La plantation en courbes de niveau favorise l’infiltration de l’eau sur le terrain, et ainsi c’est toute une chaine à effets positifs qui se met en route. L’eau et les nutriments étant retenus, la vie du sol se réactive pour entretenir la fertilité et la santé des plantes.

Quant au travail mécanique, il est tout à fait possible entre les rangées d’arbres et ses effets négatifs seront amoindris. C’est juste une habitude à prendre de sillonner plutôt que d’aller en lignes droites.

En pratique, comment s’y prend-on?

En Tunisie, les cartes topographiques ne sont pas disponibles. Dans tous les cas, elles dispensent rarement d’une étude à l’échelle de la parcelle. 

Si les buttes antiérosives existent sur le terrain, il suffira de planter en parallèle à celle-ci. Si des variations de reliefs importantes existent, les lignes d’arbres peuvent changer de direction. Pour faire la jonction entre deux directions, c’est au cas par cas. On prend en considération les espaces nécessaires aux passages, la praticité pour les récoltes…

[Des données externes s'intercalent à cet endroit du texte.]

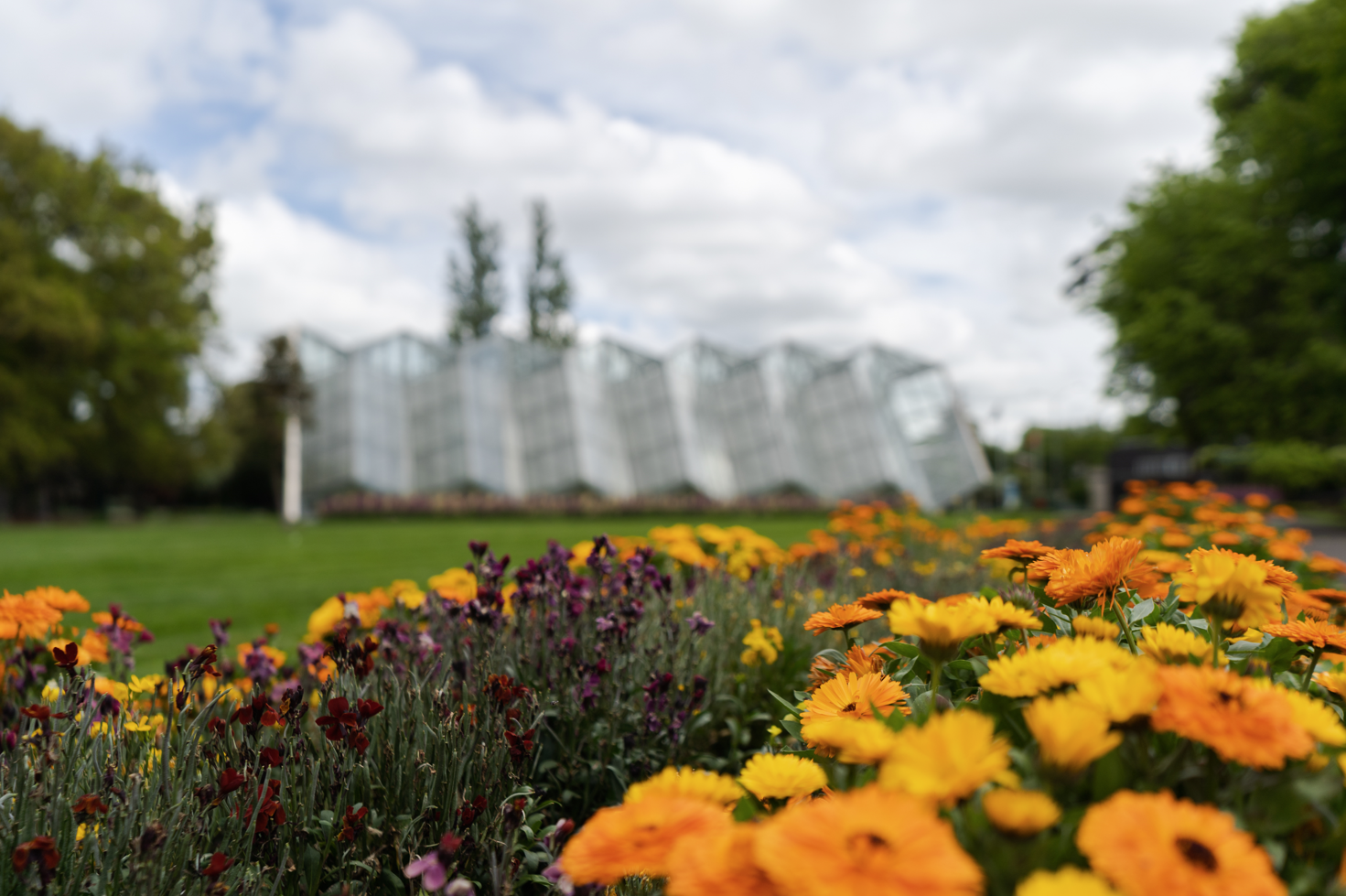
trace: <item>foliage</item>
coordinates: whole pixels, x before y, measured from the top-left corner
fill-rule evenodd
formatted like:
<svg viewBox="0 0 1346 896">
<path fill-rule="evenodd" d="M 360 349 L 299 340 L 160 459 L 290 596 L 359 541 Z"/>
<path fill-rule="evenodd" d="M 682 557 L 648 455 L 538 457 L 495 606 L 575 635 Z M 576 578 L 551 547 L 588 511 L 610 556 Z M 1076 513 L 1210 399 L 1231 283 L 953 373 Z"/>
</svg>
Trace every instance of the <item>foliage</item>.
<svg viewBox="0 0 1346 896">
<path fill-rule="evenodd" d="M 0 118 L 0 488 L 164 494 L 190 476 L 187 378 L 213 323 L 211 213 Z"/>
<path fill-rule="evenodd" d="M 1135 522 L 1100 523 L 1147 539 L 1202 526 L 1240 550 L 1302 539 L 1268 526 L 1267 505 L 1137 483 L 1120 507 Z M 563 885 L 1346 892 L 1346 591 L 1303 591 L 1346 564 L 1296 578 L 1296 560 L 1198 548 L 1166 566 L 1145 550 L 1121 534 L 1089 552 L 1010 539 L 983 553 L 1012 570 L 995 589 L 817 613 L 835 648 L 777 698 L 782 737 L 738 778 L 738 803 L 665 772 L 571 838 Z M 892 635 L 861 647 L 856 620 L 876 608 Z"/>
<path fill-rule="evenodd" d="M 450 339 L 482 339 L 491 331 L 491 322 L 501 312 L 503 291 L 499 281 L 499 226 L 482 219 L 476 202 L 458 213 L 467 260 L 456 253 L 448 257 L 448 291 L 454 299 Z"/>
<path fill-rule="evenodd" d="M 1250 19 L 1213 100 L 1217 163 L 1166 171 L 1082 262 L 1114 389 L 1189 441 L 1346 440 L 1346 7 Z"/>
<path fill-rule="evenodd" d="M 567 319 L 571 281 L 560 253 L 552 249 L 552 221 L 546 203 L 533 203 L 533 266 L 528 272 L 528 332 L 534 342 L 564 347 L 575 340 Z"/>
</svg>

De fait, en positionnant les lignes d’arbres en parallèle à une courbe, on ne sera plus forcément tout à fait à l’horizontale. Ce n’est pas un problème car la pente ainsi crée sera assez faible et elle dirigera l’eau vers des zones plus sèches situées légèrement plus haut en altitude.

Si les buttes n’existent pas, il faudra alors déterminer quelques courbes de niveau principales. Ceci peut se faire simplement à l’aide d’un niveau égyptien ou d’une lunette de chantier.

 

 

 

4 Comments

  1. Yasmina

    Bonjour et merci pour cet article à la fois complet et synthétique. Ceci s’applique t il quelque soit le niveau de dénivellé ? Nous avons un dénivellé de 2m sur notre parcelle, avec des courbes de 50cm d’ecart tous les 40m : la création de gabion se justifie t elle ?

  2. jérôme

    Bonjour

    avez-vous un retour d’expérience positif ou négatif à partager sur la culture sur courbes de niveau et sur la sous soleuse yeomans ?
    cordialement

    • Corinne Abbassi

      Bonjour Jerôme, merci pour votre question. Oui on a plutôt un avis positif sur cette approche. Le travail du sol en parallèle à une courbe a des effets à long terme, même si chez nous en conditions aride, les résultats sont plus lents. Par contre, il est indéniable que la charrue couplée au semoir est un avantage, vue qu’on effectue le semis en un seul passage. De plus comparé au semis diirect, on a un outil beaucoup plus abordable, et plus pertinent en contexte climatique difficile et sur terrain dégradé. Sur la plantation en courbe de niveau, je ne pourrais pas vraiment témoigner de l’efficacité, car, malheureusement, la plupart des arbres plantés n’ont pas survécu aux sécheresses successives. Bien sûr, cette approche a ses limites, notamment en terrain très pentu. J’espère vous avoir éclairé, n’hésitez pas à poser une autre question!